9. Make and evaluate random predictions with best model

def make_predictions(model: torch.nn.Module,
                    data: list,
                    device: torch.device = device):
    pred_probs = []
    model.to(device)
    model.eval()
    with torch.inference_mode():
        for sample in data:
            # Prepare the sample (add a batch dimension and pass to target device)
            sample = torch.unsqueeze(sample, dim=1).to(device)
            
            # Forward pass (model output row logits)
            pred_logits = model(sample)
            
            # Get prediction pobability (logit -> prediction probabilities)
            pred_prob = torch.softmax(pred_logits.squeeze(), dim=0)
            
            # Get pred_prob off the GPU for futher calculations
            pred_probs.append(pred_prob.cpu())
        
    # Stack the pred probs to turn list into tensor    
    return torch.stack(pred_probs)   
import random
#random.seed(42)
test_samples = []
test_labels = []
for sample, label in random.sample(list(test_data), k=9):
    test_samples.append(sample)
    test_labels.append(label)
    
# View the first sample shape
test_samples[0].shape
torch.Size([1, 28, 28])
plt.imshow(test_samples[0].squeeze(), cmap="gray")
plt.title(class_names[test_labels[0]])
Text(0.5, 1.0, 'Coat')

# Make predictions
pred_probs = make_predictions(model=model_2,
                             data=test_samples)
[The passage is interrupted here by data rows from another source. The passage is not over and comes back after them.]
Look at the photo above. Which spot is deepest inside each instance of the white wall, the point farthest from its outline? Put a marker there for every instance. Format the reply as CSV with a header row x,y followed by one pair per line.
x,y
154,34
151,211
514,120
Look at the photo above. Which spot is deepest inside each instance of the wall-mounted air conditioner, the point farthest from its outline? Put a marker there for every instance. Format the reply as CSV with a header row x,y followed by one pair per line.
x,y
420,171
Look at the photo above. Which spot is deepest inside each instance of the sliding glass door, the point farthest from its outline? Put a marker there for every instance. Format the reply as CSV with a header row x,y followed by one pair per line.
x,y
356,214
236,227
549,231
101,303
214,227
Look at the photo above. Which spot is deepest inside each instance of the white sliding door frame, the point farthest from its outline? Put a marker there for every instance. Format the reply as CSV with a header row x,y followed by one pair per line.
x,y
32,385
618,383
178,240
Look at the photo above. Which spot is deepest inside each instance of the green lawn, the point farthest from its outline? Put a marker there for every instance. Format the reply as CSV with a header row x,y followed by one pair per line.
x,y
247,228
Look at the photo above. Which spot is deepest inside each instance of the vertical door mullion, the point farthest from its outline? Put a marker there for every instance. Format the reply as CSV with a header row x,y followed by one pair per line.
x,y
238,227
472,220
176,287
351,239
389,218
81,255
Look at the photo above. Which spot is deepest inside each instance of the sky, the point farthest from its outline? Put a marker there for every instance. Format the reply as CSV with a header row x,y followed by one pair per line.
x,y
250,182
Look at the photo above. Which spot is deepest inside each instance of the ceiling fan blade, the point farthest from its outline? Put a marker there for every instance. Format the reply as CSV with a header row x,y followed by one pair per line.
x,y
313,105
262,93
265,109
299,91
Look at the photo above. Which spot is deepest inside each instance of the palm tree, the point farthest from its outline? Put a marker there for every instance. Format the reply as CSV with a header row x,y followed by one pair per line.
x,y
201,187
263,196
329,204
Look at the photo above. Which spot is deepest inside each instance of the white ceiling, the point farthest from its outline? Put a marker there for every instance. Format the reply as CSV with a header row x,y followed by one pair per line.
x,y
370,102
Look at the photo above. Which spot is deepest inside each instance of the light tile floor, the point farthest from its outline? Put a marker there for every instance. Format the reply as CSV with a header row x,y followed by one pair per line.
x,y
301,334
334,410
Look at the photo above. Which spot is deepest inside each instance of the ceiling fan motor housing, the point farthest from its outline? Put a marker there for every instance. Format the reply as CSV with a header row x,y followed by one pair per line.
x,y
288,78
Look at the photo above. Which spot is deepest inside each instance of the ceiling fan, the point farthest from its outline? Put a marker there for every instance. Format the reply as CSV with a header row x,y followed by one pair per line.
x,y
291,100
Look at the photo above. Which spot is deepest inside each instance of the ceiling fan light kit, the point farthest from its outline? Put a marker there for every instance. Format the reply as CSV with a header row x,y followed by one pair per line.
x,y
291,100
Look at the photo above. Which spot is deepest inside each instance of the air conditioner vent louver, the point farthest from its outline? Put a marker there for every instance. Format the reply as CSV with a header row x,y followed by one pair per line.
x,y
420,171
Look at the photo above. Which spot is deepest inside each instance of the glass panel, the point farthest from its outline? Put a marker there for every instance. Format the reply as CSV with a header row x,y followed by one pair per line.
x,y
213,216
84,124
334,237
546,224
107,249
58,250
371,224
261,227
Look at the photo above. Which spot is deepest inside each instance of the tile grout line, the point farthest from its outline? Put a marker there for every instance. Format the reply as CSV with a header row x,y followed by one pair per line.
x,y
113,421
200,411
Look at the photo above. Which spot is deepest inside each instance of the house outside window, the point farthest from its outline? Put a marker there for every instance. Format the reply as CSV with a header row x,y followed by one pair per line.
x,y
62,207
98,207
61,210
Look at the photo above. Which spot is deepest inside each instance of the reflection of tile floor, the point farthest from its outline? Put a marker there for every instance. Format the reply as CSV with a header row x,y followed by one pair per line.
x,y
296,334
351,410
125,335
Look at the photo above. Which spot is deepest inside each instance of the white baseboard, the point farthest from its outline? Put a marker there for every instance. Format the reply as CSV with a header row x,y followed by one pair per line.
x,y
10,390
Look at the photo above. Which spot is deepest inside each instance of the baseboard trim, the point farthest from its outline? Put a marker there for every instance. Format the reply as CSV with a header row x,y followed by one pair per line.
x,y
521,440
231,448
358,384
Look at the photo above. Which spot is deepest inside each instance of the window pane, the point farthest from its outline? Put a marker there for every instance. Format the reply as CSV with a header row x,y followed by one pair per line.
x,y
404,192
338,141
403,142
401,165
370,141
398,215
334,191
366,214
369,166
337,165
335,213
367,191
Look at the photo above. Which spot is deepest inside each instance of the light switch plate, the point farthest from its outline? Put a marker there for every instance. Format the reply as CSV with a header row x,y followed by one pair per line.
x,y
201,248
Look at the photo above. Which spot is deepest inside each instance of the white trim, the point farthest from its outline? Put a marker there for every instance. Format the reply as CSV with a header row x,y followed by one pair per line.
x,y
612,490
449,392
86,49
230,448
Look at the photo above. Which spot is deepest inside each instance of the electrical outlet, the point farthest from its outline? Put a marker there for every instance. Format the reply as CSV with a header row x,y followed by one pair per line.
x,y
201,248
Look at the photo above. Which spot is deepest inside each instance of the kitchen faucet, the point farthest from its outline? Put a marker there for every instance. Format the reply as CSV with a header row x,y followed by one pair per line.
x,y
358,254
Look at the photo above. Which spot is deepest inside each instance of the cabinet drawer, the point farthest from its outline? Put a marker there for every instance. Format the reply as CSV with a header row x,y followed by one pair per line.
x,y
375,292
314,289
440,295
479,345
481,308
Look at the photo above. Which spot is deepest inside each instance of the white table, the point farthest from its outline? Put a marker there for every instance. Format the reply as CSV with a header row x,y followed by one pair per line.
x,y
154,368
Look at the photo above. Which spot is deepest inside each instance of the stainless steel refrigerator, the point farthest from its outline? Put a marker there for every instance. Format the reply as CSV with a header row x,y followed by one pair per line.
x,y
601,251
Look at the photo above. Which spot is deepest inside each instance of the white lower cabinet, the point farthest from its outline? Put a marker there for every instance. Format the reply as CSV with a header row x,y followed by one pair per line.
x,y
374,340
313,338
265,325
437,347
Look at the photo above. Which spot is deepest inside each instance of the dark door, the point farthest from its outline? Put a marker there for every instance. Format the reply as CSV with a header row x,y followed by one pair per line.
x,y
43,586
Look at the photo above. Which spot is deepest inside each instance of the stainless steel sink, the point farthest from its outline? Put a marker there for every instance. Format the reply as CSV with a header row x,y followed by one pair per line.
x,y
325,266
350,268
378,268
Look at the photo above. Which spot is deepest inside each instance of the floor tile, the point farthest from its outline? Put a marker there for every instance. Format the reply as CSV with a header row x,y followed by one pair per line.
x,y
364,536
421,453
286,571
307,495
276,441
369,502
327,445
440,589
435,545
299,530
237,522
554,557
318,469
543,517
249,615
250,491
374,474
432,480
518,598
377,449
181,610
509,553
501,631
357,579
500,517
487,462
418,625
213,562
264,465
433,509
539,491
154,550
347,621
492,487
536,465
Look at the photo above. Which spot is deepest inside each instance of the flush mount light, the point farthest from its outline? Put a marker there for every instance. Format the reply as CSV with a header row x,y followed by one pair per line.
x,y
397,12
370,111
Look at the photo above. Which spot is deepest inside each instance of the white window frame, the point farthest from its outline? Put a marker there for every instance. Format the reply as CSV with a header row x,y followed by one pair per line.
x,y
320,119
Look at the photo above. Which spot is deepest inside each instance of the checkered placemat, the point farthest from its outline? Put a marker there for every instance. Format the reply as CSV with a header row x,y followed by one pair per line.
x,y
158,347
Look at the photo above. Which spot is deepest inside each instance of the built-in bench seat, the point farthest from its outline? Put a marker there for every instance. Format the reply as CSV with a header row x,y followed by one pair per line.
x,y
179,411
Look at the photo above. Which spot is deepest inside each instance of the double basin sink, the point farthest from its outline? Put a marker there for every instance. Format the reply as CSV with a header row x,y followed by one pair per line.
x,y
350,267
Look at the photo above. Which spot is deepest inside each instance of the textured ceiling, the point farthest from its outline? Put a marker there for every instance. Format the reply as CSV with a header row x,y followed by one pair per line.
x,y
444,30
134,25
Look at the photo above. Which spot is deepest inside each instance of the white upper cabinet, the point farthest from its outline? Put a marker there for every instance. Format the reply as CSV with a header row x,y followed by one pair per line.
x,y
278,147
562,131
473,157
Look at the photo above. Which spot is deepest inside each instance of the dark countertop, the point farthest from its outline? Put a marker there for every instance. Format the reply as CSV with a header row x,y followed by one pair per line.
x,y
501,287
# View first two prediction probablities
pred_probs[:2]
tensor([[2.1653e-02, 5.4951e-04, 5.8419e-02, 4.8616e-02, 4.7800e-01, 6.3986e-05,
         3.7636e-01, 2.1623e-05, 1.6141e-02, 1.7873e-04],
        [4.1643e-01, 8.5945e-05, 4.0930e-03, 1.5850e-02, 5.2843e-05, 5.5267e-07,
         5.6329e-01, 2.4754e-07, 2.0591e-04, 7.7119e-07]])
# Convert prediction probabilities to labels
pred_classes = pred_probs.argmax(dim=1)
pred_classes
tensor([4, 6, 1, 9, 9, 0, 0, 4, 9])
test_labels
[4, 0, 1, 9, 9, 0, 0, 4, 9]
# Plot predictions
plt.figure(figsize=(9, 9))
nrows = 3
ncols = 3
for i, sample in enumerate(test_samples):
    # Create subplot
    plt.subplot(nrows, ncols, i+1)
    
    # Plot the target image
    plt.imshow(sample.squeeze(), cmap="gray")
    
    # Find the prediction (in text form e.g "Sandal")
    pred_label = class_names[pred_classes[i]]
    
    # Get the truth label (in text form)
    truth_label = class_names[test_labels[i]]
    
    # Create a title for the plot
    title_text = f"Pred: {pred_label} | Truth: {truth_label}"
    
    # Check for equality between pred and truth and change color of title text
    if pred_label == truth_label:
        plt.title(title_text, fontsize=10, c="g")
    else:
        plt.title(title_text, fontsize=10, c="r")
    plt.axis(False)

10. Making a confusion matrix for futher prediction evaluation

A confusion matrix is a fantastic way of evaluating your classification models visually

  1. Make predictions with our trained model on the test dataset
  2. Make a confusion matrix torchmetrics.ConfusionMatrix
  3. Plot the confusion matrix using mlxtend.plotting.plot_confusion_matrix()
from tqdm.auto import tqdm

# 1. Make predictions with trained model
y_preds = []
model_2.eval()
with torch.inference_mode():
    for X, y in tqdm(test_dataloader, desc="Making predictions..."):
        # Send the data and targets to target device
        X, y = X.to(device), y.to(device)
        
        # Do the forward pass
        y_logit = model_2(X)
        
        # Turn predictions from logits -> prediction probabilities -> prediction labels
        y_pred = torch.softmax(y_logit.squeeze(), dim=0).argmax(dim=1)
        
        # Put predictions on cpu for evaluations
        y_preds.append(y_pred.cpu())

# Concatenate list of predictions into tensor
print(y_preds[0].shape)
y_pred_tensor = torch.cat(y_preds)
print(y_pred_tensor.shape)
y_pred_tensor[:10]
{"model_id":"86b057e1b4044e849ebebcdf4418e22a","version_major":2,"version_minor":0}
torch.Size([32])
torch.Size([10000])
tensor([9, 2, 1, 1, 6, 1, 4, 6, 5, 7])
import torchmetrics, mlxtend
print(f"mlxtend version: {mlxtend.__version__}")
assert int(mlxtend.__version__.split(".")[1]) >= 19, "mlxtend version should be 0.19.0 or higher"
mlxtend version: 0.23.1
from torchmetrics import ConfusionMatrix
from mlxtend.plotting import plot_confusion_matrix

# 2. Setup confusion instance and compare predictions to targets
confmat = ConfusionMatrix(task='multiclass', num_classes=len(class_names))
confmat_tensor = confmat(preds=y_pred_tensor,
                        target=test_data.targets)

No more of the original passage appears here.